Turns out, women are a big part of the modern wine world. (And not just for their love of drinking wine.) That’s not to say that they rule the terroir. Roughly only four percent of California wineries are owned by women although much of that is attributed to the large number of small, family owned wineries that have been passed down father to son. Many of the wineries held by women are newcomers (relatively speaking) to the scene, picked up at sale rather than inherited. (Another one of those unacknowledged women deserving of a New York Times obituary – Hannah Weinberger, who became the first female winemaker in Napa in 1882.)

But there is a shift underway, ever so slowly, not just in California, but across the globe. Many critics attribute this in large part to a shift in taste. Big and oaky is no longer the most popular style of wine. Modern oenophiles also look for factors like mouthfeel and subtlety of flavors.

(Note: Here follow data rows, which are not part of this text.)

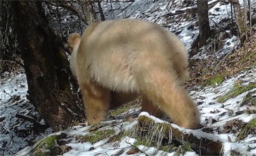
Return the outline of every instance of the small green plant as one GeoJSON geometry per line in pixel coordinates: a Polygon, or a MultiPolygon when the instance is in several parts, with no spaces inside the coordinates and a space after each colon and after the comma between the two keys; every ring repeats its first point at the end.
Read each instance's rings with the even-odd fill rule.
{"type": "Polygon", "coordinates": [[[136,99],[135,101],[129,102],[125,105],[122,105],[120,107],[109,111],[107,115],[108,118],[110,116],[117,116],[122,113],[126,112],[128,110],[138,107],[138,103],[140,103],[139,98],[136,99]]]}
{"type": "Polygon", "coordinates": [[[239,83],[236,83],[231,91],[220,96],[217,101],[220,103],[224,102],[231,98],[234,98],[241,94],[256,88],[256,83],[250,83],[243,86],[241,86],[239,85],[239,83]]]}
{"type": "Polygon", "coordinates": [[[97,131],[93,133],[92,135],[80,136],[76,137],[77,142],[89,141],[94,143],[100,140],[109,138],[115,133],[113,129],[106,129],[103,131],[97,131]]]}
{"type": "Polygon", "coordinates": [[[256,91],[248,93],[244,98],[240,106],[242,106],[249,102],[251,102],[253,104],[256,104],[256,96],[252,96],[254,94],[256,94],[256,91]]]}
{"type": "Polygon", "coordinates": [[[203,83],[203,85],[214,85],[216,84],[220,85],[225,80],[224,74],[219,74],[215,76],[212,76],[208,79],[207,80],[203,83]]]}
{"type": "Polygon", "coordinates": [[[59,135],[49,136],[42,140],[35,146],[33,151],[36,156],[56,156],[59,155],[61,151],[58,147],[57,141],[60,139],[59,135]]]}
{"type": "Polygon", "coordinates": [[[250,134],[255,136],[256,135],[256,118],[253,119],[248,123],[245,125],[240,132],[237,140],[242,140],[247,137],[250,134]]]}
{"type": "Polygon", "coordinates": [[[184,143],[183,144],[179,146],[176,150],[175,156],[184,155],[186,152],[192,151],[191,145],[189,143],[184,143]]]}
{"type": "Polygon", "coordinates": [[[109,123],[107,123],[106,122],[101,122],[94,124],[91,126],[91,127],[90,127],[90,129],[89,129],[89,132],[95,131],[97,129],[107,126],[109,125],[110,124],[109,123]]]}

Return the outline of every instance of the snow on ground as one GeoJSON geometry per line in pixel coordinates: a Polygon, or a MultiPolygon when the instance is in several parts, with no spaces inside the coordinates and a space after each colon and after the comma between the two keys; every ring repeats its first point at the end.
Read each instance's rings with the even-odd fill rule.
{"type": "MultiPolygon", "coordinates": [[[[178,11],[195,8],[196,6],[195,1],[175,0],[171,1],[136,0],[134,2],[113,2],[112,7],[115,10],[113,13],[109,10],[111,9],[109,2],[102,2],[102,7],[104,13],[108,15],[106,16],[107,20],[126,17],[143,19],[163,25],[175,33],[184,42],[187,49],[189,50],[199,33],[197,16],[190,16],[189,14],[171,16],[167,15],[175,13],[178,11]],[[121,8],[125,8],[125,9],[124,9],[123,11],[116,10],[121,8]]],[[[256,0],[251,1],[252,8],[255,8],[256,0]]],[[[211,0],[208,2],[208,4],[213,4],[216,2],[215,0],[211,0]]],[[[241,4],[243,4],[242,0],[239,0],[239,2],[241,4]]],[[[226,5],[221,2],[217,3],[209,10],[210,24],[211,28],[215,27],[215,23],[223,24],[224,26],[226,25],[227,22],[223,21],[230,18],[230,4],[226,5]]],[[[68,22],[72,21],[68,20],[70,18],[72,19],[72,18],[67,16],[62,22],[64,25],[67,25],[68,22]]],[[[73,22],[75,22],[75,20],[73,22]]],[[[228,33],[229,30],[226,31],[228,33]]],[[[228,53],[233,48],[237,42],[238,38],[235,36],[225,39],[223,47],[215,54],[216,57],[220,57],[228,53]]],[[[200,49],[200,53],[195,57],[199,58],[207,58],[208,56],[205,52],[211,48],[210,45],[202,47],[200,49]]],[[[246,72],[242,72],[238,75],[234,76],[216,86],[191,87],[190,94],[198,105],[201,114],[200,123],[204,128],[196,130],[179,128],[188,134],[193,133],[198,138],[204,137],[221,141],[223,143],[224,155],[230,155],[231,150],[236,151],[242,155],[256,155],[255,141],[256,137],[255,136],[249,135],[240,142],[236,142],[234,141],[237,136],[234,134],[220,133],[227,122],[237,119],[248,122],[255,117],[255,114],[236,113],[246,110],[245,106],[239,107],[239,105],[247,92],[231,98],[223,103],[217,102],[217,98],[230,90],[237,80],[242,79],[245,82],[245,83],[249,82],[255,82],[256,81],[256,69],[254,67],[246,72]],[[205,128],[211,128],[212,130],[210,132],[204,132],[202,129],[205,128]]],[[[0,82],[0,122],[3,125],[0,128],[0,155],[13,154],[26,147],[30,141],[37,136],[46,135],[45,134],[42,135],[33,134],[31,132],[32,131],[30,131],[32,126],[32,123],[15,117],[17,114],[33,118],[38,117],[38,113],[26,97],[28,87],[26,78],[24,71],[20,71],[8,79],[2,80],[0,82]]],[[[140,115],[141,115],[147,116],[157,122],[165,122],[145,112],[141,113],[140,115]]],[[[127,131],[130,129],[137,121],[124,121],[122,120],[119,120],[106,122],[115,123],[115,126],[109,125],[100,129],[113,129],[116,134],[121,129],[127,131]]],[[[178,127],[174,124],[172,124],[172,126],[178,127]]],[[[126,152],[133,148],[131,144],[133,145],[136,141],[134,138],[126,137],[122,138],[117,144],[115,142],[108,142],[108,139],[93,144],[89,142],[76,142],[74,139],[76,136],[90,134],[91,132],[89,131],[89,127],[75,126],[61,132],[52,134],[50,136],[59,134],[61,132],[67,134],[69,143],[66,145],[71,147],[72,149],[63,154],[67,156],[126,155],[126,152]]],[[[48,131],[50,131],[50,130],[48,131]]],[[[175,154],[174,152],[167,153],[160,150],[156,151],[156,149],[154,147],[148,147],[142,145],[137,146],[137,147],[143,152],[137,153],[133,155],[150,155],[154,152],[158,155],[174,155],[175,154]]],[[[28,146],[17,154],[30,154],[29,153],[32,149],[32,147],[28,146]]],[[[196,155],[197,154],[193,151],[189,151],[184,155],[196,155]]]]}

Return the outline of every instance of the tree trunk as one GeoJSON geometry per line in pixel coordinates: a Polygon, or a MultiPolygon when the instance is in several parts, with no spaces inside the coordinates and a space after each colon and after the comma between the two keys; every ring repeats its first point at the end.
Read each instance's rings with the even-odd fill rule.
{"type": "Polygon", "coordinates": [[[245,23],[243,18],[243,14],[238,0],[230,0],[234,8],[234,14],[236,24],[238,27],[239,34],[241,40],[240,46],[243,45],[243,42],[245,40],[245,23]]]}
{"type": "Polygon", "coordinates": [[[14,1],[14,24],[27,76],[28,99],[55,130],[80,120],[62,42],[49,26],[41,2],[14,1]],[[72,111],[70,111],[70,110],[72,111]]]}
{"type": "Polygon", "coordinates": [[[208,4],[207,0],[197,0],[197,13],[199,25],[199,36],[198,45],[204,45],[210,36],[210,27],[208,17],[208,4]]]}
{"type": "Polygon", "coordinates": [[[89,25],[98,22],[96,13],[93,10],[93,2],[84,0],[80,0],[79,2],[83,10],[84,18],[87,23],[86,24],[89,25]]]}

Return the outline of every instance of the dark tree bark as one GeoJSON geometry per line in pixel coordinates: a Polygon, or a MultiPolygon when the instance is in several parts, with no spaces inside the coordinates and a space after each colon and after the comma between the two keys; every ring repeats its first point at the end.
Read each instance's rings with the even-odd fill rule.
{"type": "Polygon", "coordinates": [[[83,113],[72,94],[72,81],[63,43],[50,27],[41,2],[13,1],[12,6],[28,99],[54,129],[70,126],[81,118],[74,112],[83,113]]]}
{"type": "Polygon", "coordinates": [[[79,3],[83,10],[84,18],[87,25],[98,22],[96,13],[93,9],[93,2],[92,1],[80,0],[79,3]]]}
{"type": "Polygon", "coordinates": [[[201,47],[205,45],[206,40],[210,36],[208,4],[207,0],[197,0],[197,2],[198,23],[199,25],[198,45],[199,47],[201,47]]]}

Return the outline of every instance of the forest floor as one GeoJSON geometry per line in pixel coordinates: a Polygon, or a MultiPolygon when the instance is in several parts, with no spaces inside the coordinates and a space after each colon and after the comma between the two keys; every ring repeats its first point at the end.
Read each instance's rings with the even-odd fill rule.
{"type": "MultiPolygon", "coordinates": [[[[61,132],[53,133],[50,128],[39,132],[31,122],[39,116],[26,98],[26,75],[20,69],[4,73],[0,81],[0,122],[3,125],[0,128],[0,155],[256,156],[255,25],[252,35],[239,47],[239,38],[231,33],[230,4],[210,1],[209,18],[213,33],[207,45],[193,51],[191,47],[198,34],[197,16],[193,11],[195,2],[153,1],[113,3],[113,9],[126,8],[122,12],[114,9],[113,15],[115,19],[158,23],[175,33],[189,53],[193,53],[189,59],[191,78],[186,86],[200,111],[202,127],[186,129],[169,123],[166,116],[160,119],[140,114],[138,99],[110,111],[106,121],[99,124],[74,123],[61,132]],[[173,15],[186,10],[192,11],[173,15]]],[[[256,0],[251,2],[255,14],[256,0]]],[[[239,3],[243,6],[243,0],[239,3]]],[[[111,20],[113,14],[106,9],[109,3],[102,5],[106,20],[111,20]]],[[[76,22],[63,21],[69,21],[63,25],[70,25],[76,22]]],[[[37,122],[45,124],[43,120],[37,122]]]]}

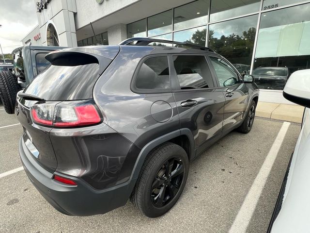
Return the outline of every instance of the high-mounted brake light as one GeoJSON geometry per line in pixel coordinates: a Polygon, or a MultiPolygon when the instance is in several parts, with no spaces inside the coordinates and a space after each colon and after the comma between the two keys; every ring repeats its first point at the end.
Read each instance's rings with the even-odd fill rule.
{"type": "Polygon", "coordinates": [[[37,124],[56,127],[75,127],[98,124],[102,118],[93,101],[68,101],[60,103],[35,104],[31,108],[37,124]]]}
{"type": "Polygon", "coordinates": [[[59,176],[58,175],[54,175],[54,180],[59,181],[62,183],[65,183],[66,184],[70,184],[71,185],[77,185],[78,184],[75,181],[73,181],[70,179],[62,177],[62,176],[59,176]]]}

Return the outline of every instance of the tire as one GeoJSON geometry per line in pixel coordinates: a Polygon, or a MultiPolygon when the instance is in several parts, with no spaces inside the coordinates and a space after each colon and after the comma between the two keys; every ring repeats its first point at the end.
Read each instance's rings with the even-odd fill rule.
{"type": "Polygon", "coordinates": [[[130,200],[148,217],[164,215],[180,198],[187,179],[188,168],[188,158],[180,146],[166,143],[154,149],[141,169],[130,200]],[[166,176],[170,171],[165,168],[169,167],[170,175],[166,176]],[[152,188],[153,185],[157,187],[152,188]]]}
{"type": "Polygon", "coordinates": [[[256,103],[255,103],[255,101],[252,100],[247,116],[243,121],[243,123],[237,128],[238,132],[242,133],[248,133],[251,131],[255,117],[256,109],[256,103]]]}
{"type": "Polygon", "coordinates": [[[11,72],[0,72],[0,99],[9,114],[14,114],[16,97],[20,90],[17,80],[11,72]]]}

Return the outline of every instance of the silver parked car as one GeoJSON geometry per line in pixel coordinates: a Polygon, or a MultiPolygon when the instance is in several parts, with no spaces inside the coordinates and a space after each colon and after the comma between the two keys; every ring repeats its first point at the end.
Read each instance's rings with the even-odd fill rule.
{"type": "Polygon", "coordinates": [[[310,231],[310,69],[293,73],[283,96],[305,107],[301,131],[289,165],[268,232],[310,231]]]}

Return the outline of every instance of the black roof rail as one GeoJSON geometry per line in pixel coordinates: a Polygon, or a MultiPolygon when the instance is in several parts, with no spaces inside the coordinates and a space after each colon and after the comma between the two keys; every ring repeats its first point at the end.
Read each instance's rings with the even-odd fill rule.
{"type": "Polygon", "coordinates": [[[160,39],[154,39],[152,38],[130,38],[124,40],[122,42],[121,42],[119,44],[119,45],[131,45],[130,43],[135,41],[137,41],[137,43],[132,45],[145,46],[153,42],[165,43],[167,44],[174,44],[175,45],[182,45],[183,46],[186,46],[197,50],[204,50],[206,51],[210,51],[211,52],[215,52],[213,50],[212,50],[209,48],[201,46],[200,45],[195,45],[194,44],[190,44],[186,42],[180,42],[179,41],[173,41],[172,40],[161,40],[160,39]]]}

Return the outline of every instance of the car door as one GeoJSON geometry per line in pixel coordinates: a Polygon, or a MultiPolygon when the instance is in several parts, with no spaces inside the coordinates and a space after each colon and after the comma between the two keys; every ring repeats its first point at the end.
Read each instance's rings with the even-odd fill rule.
{"type": "Polygon", "coordinates": [[[189,129],[196,154],[220,137],[225,99],[203,54],[170,56],[172,93],[181,129],[189,129]]]}
{"type": "Polygon", "coordinates": [[[210,56],[216,82],[225,96],[223,133],[237,127],[244,118],[248,101],[248,91],[240,74],[223,58],[210,56]]]}

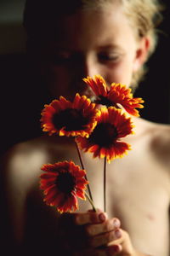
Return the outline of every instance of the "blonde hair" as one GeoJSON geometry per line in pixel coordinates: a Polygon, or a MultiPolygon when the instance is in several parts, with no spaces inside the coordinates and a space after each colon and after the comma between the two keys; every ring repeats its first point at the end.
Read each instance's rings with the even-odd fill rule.
{"type": "MultiPolygon", "coordinates": [[[[62,15],[71,15],[77,10],[104,9],[113,3],[124,7],[125,15],[134,30],[137,40],[143,37],[150,38],[148,58],[154,52],[157,43],[157,26],[162,20],[162,4],[158,0],[26,0],[24,12],[24,26],[30,38],[41,37],[41,29],[47,28],[47,32],[53,33],[54,20],[62,15]],[[59,8],[60,7],[60,8],[59,8]]],[[[144,65],[133,74],[131,86],[135,88],[144,78],[147,69],[144,65]]]]}

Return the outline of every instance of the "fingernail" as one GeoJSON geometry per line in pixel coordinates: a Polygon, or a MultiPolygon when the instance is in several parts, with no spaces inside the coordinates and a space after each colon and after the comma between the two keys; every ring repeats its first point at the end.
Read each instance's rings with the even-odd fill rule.
{"type": "Polygon", "coordinates": [[[113,245],[109,248],[110,253],[119,253],[120,252],[120,247],[118,245],[113,245]]]}
{"type": "Polygon", "coordinates": [[[120,225],[121,225],[120,220],[117,219],[117,218],[115,218],[113,220],[113,225],[114,225],[115,228],[119,228],[120,225]]]}
{"type": "Polygon", "coordinates": [[[100,221],[103,222],[103,221],[105,220],[106,217],[105,217],[105,213],[100,213],[100,214],[99,215],[99,218],[100,221]]]}
{"type": "Polygon", "coordinates": [[[116,238],[121,238],[121,236],[122,236],[122,232],[121,232],[120,230],[115,230],[115,236],[116,236],[116,238]]]}

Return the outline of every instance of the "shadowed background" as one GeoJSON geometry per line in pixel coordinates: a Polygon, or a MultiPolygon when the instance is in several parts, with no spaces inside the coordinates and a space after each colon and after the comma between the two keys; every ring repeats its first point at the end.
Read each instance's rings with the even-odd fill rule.
{"type": "MultiPolygon", "coordinates": [[[[146,79],[135,91],[144,99],[143,118],[170,124],[169,71],[169,2],[164,20],[159,29],[156,53],[148,62],[146,79]]],[[[44,90],[38,90],[40,81],[31,72],[26,55],[26,34],[22,27],[25,0],[0,2],[0,88],[1,88],[1,153],[14,143],[41,135],[40,113],[49,103],[44,90]]]]}

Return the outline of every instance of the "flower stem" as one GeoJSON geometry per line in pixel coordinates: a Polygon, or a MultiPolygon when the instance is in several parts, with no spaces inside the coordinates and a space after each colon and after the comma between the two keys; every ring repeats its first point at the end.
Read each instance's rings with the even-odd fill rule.
{"type": "MultiPolygon", "coordinates": [[[[85,170],[84,165],[82,163],[82,156],[81,156],[81,154],[80,154],[80,150],[79,150],[79,148],[78,148],[78,145],[76,143],[76,139],[75,139],[75,143],[76,143],[76,150],[77,150],[77,153],[78,153],[78,157],[79,157],[79,160],[80,160],[80,163],[81,163],[81,166],[82,166],[82,169],[85,170]]],[[[87,177],[86,174],[85,174],[85,178],[86,178],[86,180],[88,180],[88,177],[87,177]]],[[[90,200],[93,201],[92,192],[91,192],[89,184],[88,184],[88,194],[89,194],[89,196],[90,196],[90,200]]]]}
{"type": "Polygon", "coordinates": [[[92,208],[93,208],[94,212],[96,212],[96,208],[95,208],[95,207],[94,207],[94,202],[93,202],[93,201],[91,200],[91,198],[89,197],[89,195],[88,195],[88,193],[86,193],[86,191],[85,191],[85,195],[86,195],[86,197],[88,198],[88,200],[89,201],[89,202],[90,202],[90,204],[91,204],[91,206],[92,206],[92,208]]]}
{"type": "Polygon", "coordinates": [[[106,163],[107,159],[106,156],[104,159],[104,212],[106,212],[106,195],[105,195],[105,190],[106,190],[106,163]]]}

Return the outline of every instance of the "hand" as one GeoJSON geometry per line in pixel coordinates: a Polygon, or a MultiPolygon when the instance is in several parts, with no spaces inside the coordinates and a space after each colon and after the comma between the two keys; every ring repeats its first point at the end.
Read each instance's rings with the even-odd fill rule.
{"type": "Polygon", "coordinates": [[[119,219],[108,219],[99,210],[61,217],[60,237],[69,255],[72,252],[74,256],[144,256],[134,250],[119,219]]]}
{"type": "Polygon", "coordinates": [[[94,255],[98,251],[117,250],[117,246],[107,245],[117,239],[116,231],[120,221],[116,218],[108,219],[106,213],[99,210],[63,214],[60,226],[60,241],[65,248],[66,246],[68,251],[75,252],[74,255],[94,255]]]}

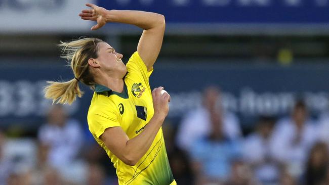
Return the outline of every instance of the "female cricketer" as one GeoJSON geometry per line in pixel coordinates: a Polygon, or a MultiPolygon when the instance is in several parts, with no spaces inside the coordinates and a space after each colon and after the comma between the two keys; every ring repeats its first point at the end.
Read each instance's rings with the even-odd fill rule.
{"type": "Polygon", "coordinates": [[[127,65],[122,55],[103,41],[84,38],[62,42],[63,57],[70,61],[74,75],[63,82],[48,81],[45,97],[71,104],[81,97],[80,81],[95,90],[88,115],[89,130],[105,150],[119,184],[176,184],[161,125],[170,96],[159,87],[151,91],[149,77],[160,52],[165,28],[163,16],[135,11],[107,10],[91,4],[79,16],[96,21],[92,30],[108,22],[143,29],[137,51],[127,65]]]}

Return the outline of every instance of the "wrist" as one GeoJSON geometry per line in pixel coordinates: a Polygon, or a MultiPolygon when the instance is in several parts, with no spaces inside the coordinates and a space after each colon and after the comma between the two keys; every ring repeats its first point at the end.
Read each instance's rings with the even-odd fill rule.
{"type": "Polygon", "coordinates": [[[105,17],[106,22],[115,22],[116,17],[115,15],[117,11],[116,10],[108,10],[105,17]]]}

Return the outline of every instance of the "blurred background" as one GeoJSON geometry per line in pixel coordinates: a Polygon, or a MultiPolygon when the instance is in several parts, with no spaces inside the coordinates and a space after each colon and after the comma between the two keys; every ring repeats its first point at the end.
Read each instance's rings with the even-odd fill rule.
{"type": "MultiPolygon", "coordinates": [[[[329,184],[329,1],[89,1],[166,18],[151,87],[179,184],[329,184]]],[[[0,184],[117,184],[87,122],[93,91],[44,98],[72,79],[60,40],[108,42],[127,61],[142,30],[77,16],[85,0],[0,0],[0,184]]]]}

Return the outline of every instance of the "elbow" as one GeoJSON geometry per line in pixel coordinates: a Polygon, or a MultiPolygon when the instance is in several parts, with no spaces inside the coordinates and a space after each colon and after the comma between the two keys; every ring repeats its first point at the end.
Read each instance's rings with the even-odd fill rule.
{"type": "Polygon", "coordinates": [[[125,164],[129,166],[135,166],[137,163],[140,159],[134,156],[126,156],[124,157],[122,161],[125,164]]]}
{"type": "Polygon", "coordinates": [[[158,25],[163,28],[166,27],[166,19],[164,16],[161,14],[157,14],[158,25]]]}
{"type": "Polygon", "coordinates": [[[166,27],[166,18],[164,18],[164,16],[163,15],[160,15],[160,16],[161,17],[160,19],[160,21],[161,22],[161,24],[163,25],[163,27],[166,27]]]}

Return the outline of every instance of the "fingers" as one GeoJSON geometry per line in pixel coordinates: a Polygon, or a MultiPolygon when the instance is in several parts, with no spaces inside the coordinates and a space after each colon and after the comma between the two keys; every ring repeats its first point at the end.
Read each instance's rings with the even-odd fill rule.
{"type": "Polygon", "coordinates": [[[92,14],[93,13],[93,9],[85,9],[85,10],[83,10],[81,11],[81,12],[92,14]]]}
{"type": "Polygon", "coordinates": [[[98,24],[96,24],[96,25],[92,27],[92,30],[96,30],[96,29],[97,29],[98,28],[99,28],[99,27],[98,26],[98,24]]]}
{"type": "Polygon", "coordinates": [[[96,5],[95,5],[94,4],[92,4],[91,3],[87,3],[87,4],[86,4],[86,6],[87,6],[87,7],[89,7],[90,8],[95,8],[97,7],[97,6],[96,6],[96,5]]]}
{"type": "Polygon", "coordinates": [[[93,14],[89,13],[80,13],[79,14],[80,17],[93,17],[93,14]]]}
{"type": "Polygon", "coordinates": [[[164,92],[163,93],[163,95],[162,95],[162,97],[163,97],[163,99],[167,101],[168,101],[169,102],[170,102],[170,95],[167,93],[164,92]]]}
{"type": "Polygon", "coordinates": [[[96,20],[96,19],[93,17],[81,17],[81,19],[83,20],[88,20],[89,21],[96,20]]]}

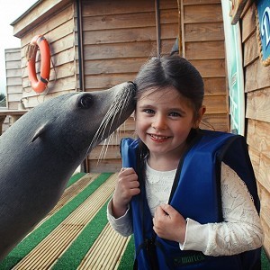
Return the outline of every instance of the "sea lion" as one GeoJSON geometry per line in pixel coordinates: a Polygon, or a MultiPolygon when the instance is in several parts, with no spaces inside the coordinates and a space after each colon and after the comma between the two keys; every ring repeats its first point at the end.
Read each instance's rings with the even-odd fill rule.
{"type": "Polygon", "coordinates": [[[54,207],[95,145],[133,112],[131,82],[30,110],[0,136],[0,260],[54,207]]]}

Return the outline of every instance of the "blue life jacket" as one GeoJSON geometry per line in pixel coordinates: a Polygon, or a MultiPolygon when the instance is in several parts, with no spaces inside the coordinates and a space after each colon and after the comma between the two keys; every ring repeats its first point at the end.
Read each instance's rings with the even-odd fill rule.
{"type": "MultiPolygon", "coordinates": [[[[153,230],[147,202],[144,161],[139,140],[123,139],[121,144],[123,167],[133,167],[139,176],[140,194],[132,198],[135,268],[139,269],[260,269],[261,248],[235,256],[211,256],[198,251],[182,251],[179,243],[160,238],[153,230]]],[[[184,219],[201,224],[221,222],[221,161],[245,182],[259,212],[256,178],[244,137],[200,130],[183,155],[176,170],[169,204],[184,219]]]]}

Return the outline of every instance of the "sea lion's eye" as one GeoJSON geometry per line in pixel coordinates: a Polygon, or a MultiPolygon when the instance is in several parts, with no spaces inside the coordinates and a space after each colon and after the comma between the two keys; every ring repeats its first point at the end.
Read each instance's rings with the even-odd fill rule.
{"type": "Polygon", "coordinates": [[[92,104],[92,99],[90,95],[83,95],[79,102],[78,106],[82,109],[89,109],[92,104]]]}

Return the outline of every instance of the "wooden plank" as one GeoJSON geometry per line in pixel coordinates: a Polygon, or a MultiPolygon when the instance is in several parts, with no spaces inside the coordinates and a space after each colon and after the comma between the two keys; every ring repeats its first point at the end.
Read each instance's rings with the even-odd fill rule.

It’s a shift that favors the palette of women, who have more taste buds than men and are usually more sensitive to bitter notes. Winemakers are responding and hiring more women to help design their wines, and a few have even made it to the top of their field. Argentina’s leading winemaker, for example, is Susana Balbo.

Wondering how to find a wine made by a woman? If you live in Chicago, you can head over to Cafe Spiaggia where the wine list is almost exclusively comprised of wines from either women-owned wineries or wines made by women. It’s an impressive list that includes wines from California, Oregon, Italy, France, Spain and South Africa, to name a few. It’s a list that will make you appreciate just how many women are working in the wine industry these days, even if it is still a male-dominated field.

If you can’t make it to Spiaggia and you’re looking for something to enjoy at home, take a look at these top wines:

  • Pride Mountain – a classic Napa winery, it’s top wine is a Viognier with all the peach and honeysuckle flavors you would expect from this grape. And it just feels good in your mouth.
  • OCD (“Otto’s Constant Dream”) – Popular New Zealand wine with a truly New Zealand Sauvignon Blanc. Think green grass with a hint of fruit and that mineral, almost salty, finish.
  • Antica Terra Botanica – a lovely little spot in the Willamette Valley of Oregon. The Pinot Noir is subtle and long and just begs you to sit back and roll it around your mouth a few times.
  • Corison – Cathy Corison was one of the first women to find success in California, starting her own vintage in 1987. Pick up a bottle of her Cabernet Sauvignon and you’ll discover that this grape doesn’t have to be big and overpowering. Corison’s version is toned and blended and perfectly happy to sit in the cellar for a few years.
  • Domaine Gramenon – one of the few French wineries on the list, this is a winery in the Cotes du Rhône region. It’s small with a near cult-like following so bottles are not always easy to come by, but if you can find a bottle of the Pourpre…It’s old-vine Grenache with plenty of dark raspberry and apple and a whiff of something smoky and mysterious.

Sometimes, it’s good to be the queen.